Zitat von Talarios: Aber: Die Strukturen und Bedingungen haben sich verändert. Das erkennt man, wenn man nicht nur auf persönliche Erinnerungen blickt, sondern auch auf Daten, Studien und gesellschaftliche Entwicklungen
Das empfinde ich als treffendste Aussage zu der Debatte, denn das ist ja das, was mir auch schon aufgefallen ist und was ich dir schon rückgemeldet habe @gi*rlnextdoor
Ohne das jetzt als Angriff zu meinen, aber man muss sich halt wirklich bewusst machen, dass die Erfahrungen, auf die man zurückgreift, nicht immer allgemeingültig sind.

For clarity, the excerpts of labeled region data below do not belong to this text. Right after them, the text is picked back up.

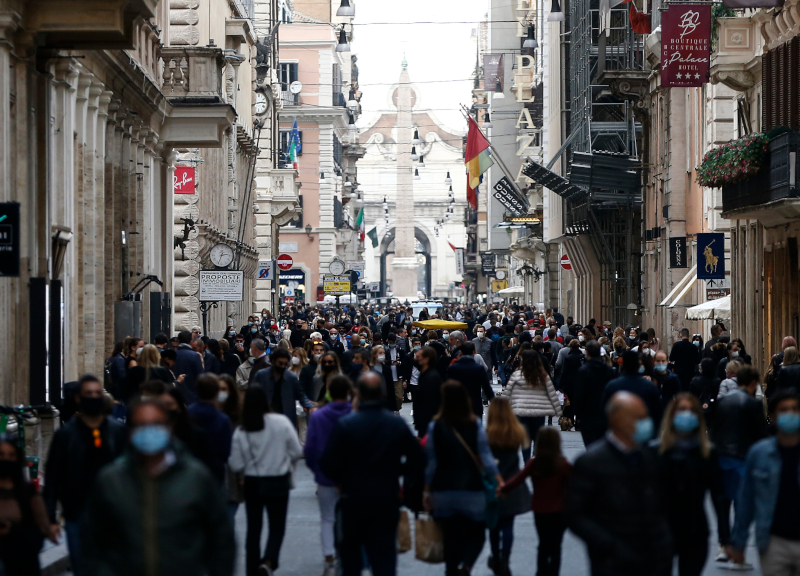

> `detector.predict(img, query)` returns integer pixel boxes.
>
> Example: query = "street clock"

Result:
[209,244,233,268]
[255,90,269,116]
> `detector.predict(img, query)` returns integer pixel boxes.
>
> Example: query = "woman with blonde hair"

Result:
[290,344,308,378]
[486,396,531,575]
[657,392,722,576]
[122,344,173,404]
[505,343,561,462]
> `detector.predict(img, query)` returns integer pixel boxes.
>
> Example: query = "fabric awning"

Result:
[659,266,697,308]
[686,295,731,320]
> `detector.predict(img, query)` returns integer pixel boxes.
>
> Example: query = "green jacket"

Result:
[81,446,236,576]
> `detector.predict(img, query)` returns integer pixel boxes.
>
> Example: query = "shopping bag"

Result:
[397,510,411,554]
[414,516,444,564]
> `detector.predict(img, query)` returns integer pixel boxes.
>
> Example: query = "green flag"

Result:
[367,226,378,248]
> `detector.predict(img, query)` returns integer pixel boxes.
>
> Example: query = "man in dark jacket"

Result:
[319,372,425,576]
[446,342,494,416]
[252,348,314,426]
[172,330,203,404]
[81,401,236,576]
[603,350,661,430]
[669,328,700,392]
[564,392,672,576]
[570,340,615,447]
[44,375,127,576]
[711,366,767,559]
[411,346,442,438]
[188,374,233,485]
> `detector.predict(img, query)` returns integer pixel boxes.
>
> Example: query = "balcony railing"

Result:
[722,132,800,212]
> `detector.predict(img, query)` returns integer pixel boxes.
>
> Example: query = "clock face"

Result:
[328,260,344,275]
[210,244,233,268]
[255,92,267,114]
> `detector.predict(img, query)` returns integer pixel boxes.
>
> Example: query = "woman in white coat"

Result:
[505,350,561,462]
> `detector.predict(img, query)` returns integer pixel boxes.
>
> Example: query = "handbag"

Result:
[450,427,499,530]
[414,515,444,564]
[397,510,411,554]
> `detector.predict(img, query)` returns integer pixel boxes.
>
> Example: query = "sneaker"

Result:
[720,560,753,572]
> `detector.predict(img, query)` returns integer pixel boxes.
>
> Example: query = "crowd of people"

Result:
[0,303,800,576]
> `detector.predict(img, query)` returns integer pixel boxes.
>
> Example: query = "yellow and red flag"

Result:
[464,118,494,210]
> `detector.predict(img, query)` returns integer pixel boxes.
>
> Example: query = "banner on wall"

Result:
[661,3,711,88]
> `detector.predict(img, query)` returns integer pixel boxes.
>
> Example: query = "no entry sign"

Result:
[278,254,294,270]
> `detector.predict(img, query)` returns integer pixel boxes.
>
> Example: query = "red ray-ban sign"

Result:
[661,3,711,88]
[172,166,195,194]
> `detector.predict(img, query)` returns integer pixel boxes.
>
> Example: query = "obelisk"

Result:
[392,57,419,302]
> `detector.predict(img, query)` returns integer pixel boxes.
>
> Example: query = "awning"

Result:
[659,265,697,308]
[686,295,731,320]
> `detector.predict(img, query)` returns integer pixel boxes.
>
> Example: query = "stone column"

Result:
[392,62,418,301]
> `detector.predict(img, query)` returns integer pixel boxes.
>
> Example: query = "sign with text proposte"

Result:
[661,3,711,88]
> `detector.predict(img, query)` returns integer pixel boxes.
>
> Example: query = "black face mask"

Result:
[0,460,19,478]
[79,396,104,416]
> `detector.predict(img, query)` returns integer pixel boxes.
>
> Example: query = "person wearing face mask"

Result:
[564,392,672,576]
[651,392,722,576]
[188,374,233,485]
[727,388,800,576]
[653,350,681,409]
[81,401,236,576]
[44,375,127,576]
[711,366,767,568]
[602,350,662,430]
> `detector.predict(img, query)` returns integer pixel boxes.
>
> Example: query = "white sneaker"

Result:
[720,560,753,572]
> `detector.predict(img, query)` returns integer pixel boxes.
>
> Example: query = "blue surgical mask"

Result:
[672,410,700,434]
[131,424,170,456]
[775,412,800,434]
[633,416,653,444]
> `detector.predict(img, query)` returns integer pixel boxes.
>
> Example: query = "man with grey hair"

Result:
[247,338,270,386]
[564,391,672,576]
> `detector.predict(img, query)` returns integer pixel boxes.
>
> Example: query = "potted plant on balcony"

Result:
[697,133,769,188]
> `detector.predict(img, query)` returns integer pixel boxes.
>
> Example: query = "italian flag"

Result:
[356,208,365,242]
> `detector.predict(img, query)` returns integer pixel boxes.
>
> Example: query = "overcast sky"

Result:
[352,0,488,131]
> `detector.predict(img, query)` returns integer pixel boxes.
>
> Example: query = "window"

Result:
[280,62,297,91]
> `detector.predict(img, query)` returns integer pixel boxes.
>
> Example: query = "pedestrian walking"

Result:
[570,342,615,447]
[486,397,531,576]
[447,342,494,416]
[503,350,561,462]
[653,392,722,576]
[0,434,59,576]
[711,366,767,569]
[423,380,502,576]
[228,387,303,576]
[411,346,442,438]
[44,375,127,576]
[669,328,700,392]
[319,372,424,576]
[565,391,672,576]
[727,388,800,576]
[81,400,236,576]
[500,428,572,576]
[303,374,353,576]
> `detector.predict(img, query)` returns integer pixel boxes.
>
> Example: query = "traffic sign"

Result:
[256,260,274,280]
[278,254,294,270]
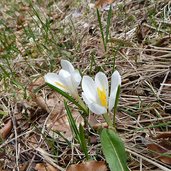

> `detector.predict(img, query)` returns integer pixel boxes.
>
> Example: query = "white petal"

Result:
[82,89,107,115]
[59,69,71,78]
[82,92,93,106]
[88,103,107,115]
[109,88,118,111]
[44,73,68,92]
[71,70,81,87]
[82,76,97,102]
[61,60,74,73]
[95,72,109,97]
[110,71,121,93]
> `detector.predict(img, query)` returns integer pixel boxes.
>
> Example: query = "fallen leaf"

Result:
[35,163,59,171]
[96,0,113,8]
[147,140,171,164]
[67,161,107,171]
[0,120,13,139]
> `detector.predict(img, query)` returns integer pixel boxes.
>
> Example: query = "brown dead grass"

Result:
[0,0,171,171]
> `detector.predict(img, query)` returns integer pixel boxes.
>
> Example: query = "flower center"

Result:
[97,87,107,108]
[55,82,67,90]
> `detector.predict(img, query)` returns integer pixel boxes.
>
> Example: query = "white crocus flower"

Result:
[82,71,121,115]
[44,60,81,98]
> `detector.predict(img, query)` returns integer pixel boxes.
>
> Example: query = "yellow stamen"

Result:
[55,82,67,90]
[97,87,107,108]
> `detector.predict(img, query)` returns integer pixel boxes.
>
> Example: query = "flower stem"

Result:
[103,113,112,127]
[76,95,88,115]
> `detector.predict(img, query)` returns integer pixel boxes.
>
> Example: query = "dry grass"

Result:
[0,0,171,171]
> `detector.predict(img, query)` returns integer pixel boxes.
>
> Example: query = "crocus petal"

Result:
[71,70,81,87]
[95,72,109,97]
[59,69,71,79]
[61,60,75,73]
[44,73,68,92]
[88,103,107,115]
[82,76,97,102]
[108,88,118,111]
[110,71,121,93]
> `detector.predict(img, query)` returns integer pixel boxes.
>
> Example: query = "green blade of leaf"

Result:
[106,5,112,46]
[113,85,121,128]
[100,129,129,171]
[79,124,90,160]
[64,101,81,143]
[97,8,106,51]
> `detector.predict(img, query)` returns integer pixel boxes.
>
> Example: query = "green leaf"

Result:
[97,8,107,51]
[64,101,90,160]
[79,124,90,160]
[64,101,81,142]
[100,129,129,171]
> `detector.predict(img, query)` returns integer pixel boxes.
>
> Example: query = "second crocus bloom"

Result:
[82,71,121,115]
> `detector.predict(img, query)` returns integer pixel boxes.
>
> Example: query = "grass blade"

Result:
[100,129,129,171]
[97,8,107,51]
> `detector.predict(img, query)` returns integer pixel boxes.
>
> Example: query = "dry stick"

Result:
[126,147,170,171]
[0,129,34,148]
[127,116,171,124]
[157,69,170,99]
[9,109,19,171]
[26,105,64,171]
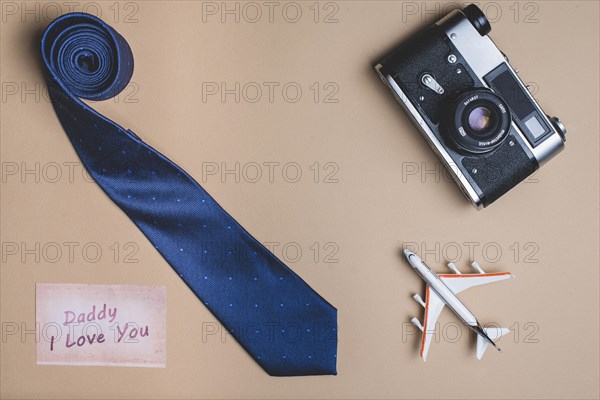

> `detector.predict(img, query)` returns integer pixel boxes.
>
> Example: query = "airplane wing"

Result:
[421,285,446,361]
[413,263,514,361]
[438,272,514,294]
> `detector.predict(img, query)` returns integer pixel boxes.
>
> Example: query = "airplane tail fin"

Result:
[477,328,510,360]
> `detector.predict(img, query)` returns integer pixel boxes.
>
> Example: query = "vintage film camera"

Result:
[375,4,566,208]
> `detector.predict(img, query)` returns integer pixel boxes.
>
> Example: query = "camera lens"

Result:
[445,89,511,154]
[469,107,492,132]
[463,4,492,36]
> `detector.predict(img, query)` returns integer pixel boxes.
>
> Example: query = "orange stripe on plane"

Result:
[438,272,511,278]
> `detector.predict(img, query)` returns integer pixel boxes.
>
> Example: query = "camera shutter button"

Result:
[547,115,567,142]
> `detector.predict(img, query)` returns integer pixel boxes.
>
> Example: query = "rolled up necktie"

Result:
[41,13,337,376]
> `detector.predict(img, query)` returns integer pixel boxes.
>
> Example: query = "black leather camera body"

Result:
[375,5,566,208]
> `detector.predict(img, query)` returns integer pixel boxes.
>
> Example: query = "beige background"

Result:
[0,1,599,398]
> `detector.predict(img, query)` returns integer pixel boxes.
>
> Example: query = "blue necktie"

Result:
[41,13,337,376]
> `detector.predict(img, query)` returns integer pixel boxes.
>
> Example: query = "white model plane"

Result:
[404,249,515,361]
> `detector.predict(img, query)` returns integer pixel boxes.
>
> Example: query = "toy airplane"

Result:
[404,249,514,361]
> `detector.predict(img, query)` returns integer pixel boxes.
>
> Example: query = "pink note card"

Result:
[35,283,167,368]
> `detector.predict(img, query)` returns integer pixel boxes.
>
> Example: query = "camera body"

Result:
[375,4,566,208]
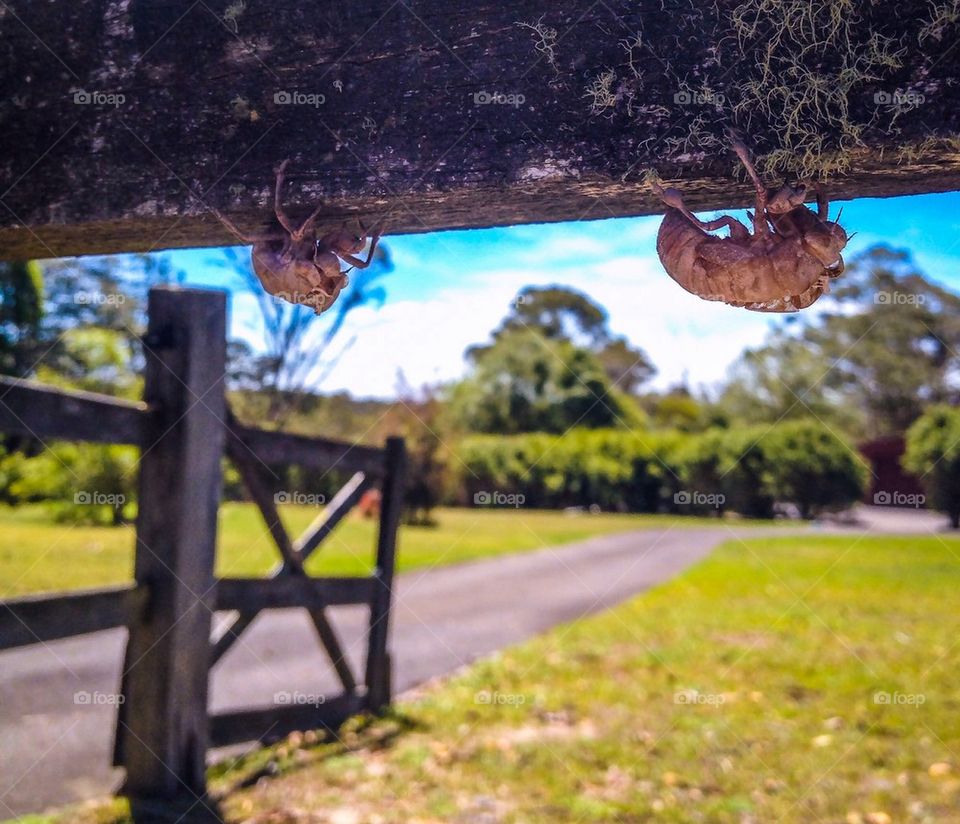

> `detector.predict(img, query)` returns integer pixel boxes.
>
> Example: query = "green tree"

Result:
[467,285,656,395]
[0,262,43,377]
[763,421,868,518]
[721,246,960,437]
[451,329,635,434]
[214,245,393,428]
[903,405,960,529]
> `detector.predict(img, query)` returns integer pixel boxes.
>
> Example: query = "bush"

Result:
[459,421,865,518]
[762,421,867,518]
[459,429,675,512]
[903,405,960,529]
[7,443,138,524]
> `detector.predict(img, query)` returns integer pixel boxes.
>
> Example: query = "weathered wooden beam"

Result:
[231,426,383,477]
[364,437,407,712]
[293,472,370,563]
[0,377,147,445]
[0,585,147,649]
[217,575,374,613]
[0,0,960,258]
[116,288,226,797]
[210,691,363,747]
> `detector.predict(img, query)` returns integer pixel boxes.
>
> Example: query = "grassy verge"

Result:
[0,504,756,598]
[28,537,960,824]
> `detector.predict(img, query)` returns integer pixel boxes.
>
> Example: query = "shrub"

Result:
[9,443,138,524]
[762,421,867,518]
[903,405,960,529]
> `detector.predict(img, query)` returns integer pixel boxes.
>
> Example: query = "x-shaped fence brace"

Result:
[210,418,371,693]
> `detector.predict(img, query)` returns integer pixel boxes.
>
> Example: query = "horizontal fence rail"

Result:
[0,377,147,446]
[217,575,374,612]
[0,288,405,798]
[0,585,147,650]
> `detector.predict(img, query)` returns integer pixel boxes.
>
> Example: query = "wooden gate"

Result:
[0,288,405,797]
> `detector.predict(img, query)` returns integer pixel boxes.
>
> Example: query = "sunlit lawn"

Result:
[28,537,960,824]
[0,503,752,598]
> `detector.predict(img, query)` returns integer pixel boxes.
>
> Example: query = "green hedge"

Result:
[903,404,960,529]
[457,421,866,517]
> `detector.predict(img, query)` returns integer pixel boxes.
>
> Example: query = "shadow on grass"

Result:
[214,709,425,800]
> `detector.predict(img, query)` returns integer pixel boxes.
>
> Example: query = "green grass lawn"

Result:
[28,536,960,824]
[0,503,744,598]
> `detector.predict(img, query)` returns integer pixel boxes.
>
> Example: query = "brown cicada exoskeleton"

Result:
[212,160,380,315]
[654,140,847,312]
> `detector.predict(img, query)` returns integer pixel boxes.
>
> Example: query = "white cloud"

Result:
[312,248,770,396]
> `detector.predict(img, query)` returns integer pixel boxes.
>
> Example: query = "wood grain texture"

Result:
[0,376,147,446]
[117,288,226,798]
[0,0,960,258]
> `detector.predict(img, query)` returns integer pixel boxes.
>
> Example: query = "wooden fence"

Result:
[0,288,405,797]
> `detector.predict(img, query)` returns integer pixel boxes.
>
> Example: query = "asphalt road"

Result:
[0,508,942,819]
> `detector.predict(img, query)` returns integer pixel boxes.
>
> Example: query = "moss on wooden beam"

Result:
[0,0,960,258]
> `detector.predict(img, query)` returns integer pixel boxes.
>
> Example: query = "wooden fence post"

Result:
[117,288,226,798]
[366,438,406,712]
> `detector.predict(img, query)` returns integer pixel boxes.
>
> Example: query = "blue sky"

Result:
[167,192,960,397]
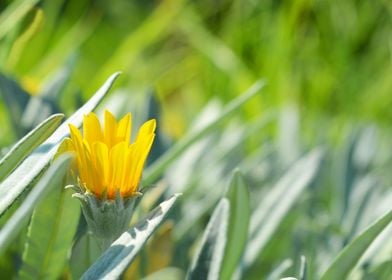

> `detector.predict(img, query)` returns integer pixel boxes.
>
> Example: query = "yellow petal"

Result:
[129,134,155,195]
[135,119,156,142]
[116,113,132,143]
[108,142,128,199]
[103,110,117,149]
[83,113,103,146]
[92,142,109,194]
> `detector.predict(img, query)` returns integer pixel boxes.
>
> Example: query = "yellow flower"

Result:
[64,111,156,200]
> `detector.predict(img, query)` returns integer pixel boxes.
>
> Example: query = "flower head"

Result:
[64,111,156,200]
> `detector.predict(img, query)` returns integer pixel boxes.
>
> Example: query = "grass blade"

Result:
[0,0,39,39]
[187,198,230,280]
[82,195,178,279]
[244,150,322,267]
[143,80,265,186]
[321,210,392,280]
[0,114,64,181]
[0,155,71,254]
[220,170,250,279]
[0,73,119,215]
[19,186,80,279]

Ich sag mal so: Als es bei mir in Sachen Liebe usw losging, war es Anfang 2000er. Da habe ich nie etwas gehört von "polyamor", "F+", Ghosting" oder "Gaslighting". Das bedeutet nicht, dass es dass damals nicht schon gab. Ganz im Gegenteil. Dennoch haben sich Beziehungen doch ein wenig anders angebahnt. Da gab es einen Zettel mit "Willst du mit mir gehen?" und später, als man älter war, wurde ewig miteinander rumgehangen, bis sich einer getraut hat dem anderen näher zu kommen. Vorher wurde sich halt "zufällig" unter Freunden getroffen, andere wurden vorgeschickt zum Aushorchen ("wie findest du sie so?") und irgendwann wurde dann vielleicht mal die Hand von dem anderen genommen
🫠So war das in meinem Umfeld. Zum ewig hin- und herschreiben und Fotos schicken fehlten die technischen Möglichkeiten. Facebook usw waren zu der Zeit kein Thema und man konnte nicht, wie heute durch WhatsApp, Insta und Co. regelmäßig nachverfolgen, ob das Objekt der Begierde Single ist, was er grad so macht, wann er online ist, wem er folgt usw.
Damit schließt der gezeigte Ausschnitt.